Biz dünyalıların insan hakları karnesi

10 Aralık 1948, uygarlık tarihinde çok önemli bir dönemeç. Henüz üç yaşındaki Birleşmiş Milletler (BM) örgütü, genel kurulda “İnsan Hakları Evrensel Bildirgesi”ni (İHEB) Doğu-Batı blokunun büyük uzlaşması (mülkiyet hakkı ikilemi!) ile benimser. Temel hedef yeryüzünde kalıcı bir barış, gönenç, uygarlık yaratmaktır. İlk maddesinde çok doğallıkla, tüm insanların özgür doğduklarına (köleliğin reddi!), hak ve özgürlükler bakımından hukuk önünde eşit olduklarına güçlü vurgu yapar.
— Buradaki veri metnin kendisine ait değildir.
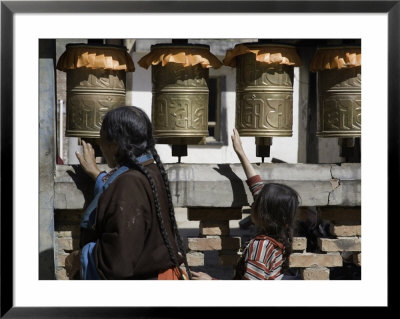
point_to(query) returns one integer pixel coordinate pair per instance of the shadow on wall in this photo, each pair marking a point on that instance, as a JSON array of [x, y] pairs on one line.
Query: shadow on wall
[[238, 190], [46, 265]]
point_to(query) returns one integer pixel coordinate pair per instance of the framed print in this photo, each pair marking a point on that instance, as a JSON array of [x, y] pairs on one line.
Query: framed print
[[28, 27]]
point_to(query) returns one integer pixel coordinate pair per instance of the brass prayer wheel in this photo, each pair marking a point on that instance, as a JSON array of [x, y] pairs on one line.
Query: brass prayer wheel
[[264, 88], [179, 91], [339, 91], [180, 101], [96, 83]]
Kabul edilmesinden bu yana geçen 75 yılda, insan hakları alanında gerek uluslararası gerek ulusal düzeyde bütün olumlu gelişmelerde etkili olmuştur. Türkiye, Bakanlar Kurulu kararı ile bildirgenin resmi Türkçe çevirisini Resmi Gazete’de yayımlanmıştır (27.05.1949, s.7217). İHEB, insan haklarının evrensel kabul gören ilkelerini belirlemektedir ve insan hakları alanında önemli bir öncü belgedir. İnsanların doğal varlığındaki onuru ile eşit ve devredilemez haklarını tanımanın dünyada özgürlük, adalet ve barışın temeli olduğunu vurgulamaktadır. İHEB, insan haklarının, bu haklar temelli hukukun üstünlüğüyle korunmasının önemli, gerekli ve olanaklı olduğunu belirtmektedir.

Bu yıl İHEB 75. yaşını bitiriyor, kısa bir süre sayılmaz. Kapsamlı bir özdeğerlendirme yapılması gerekir.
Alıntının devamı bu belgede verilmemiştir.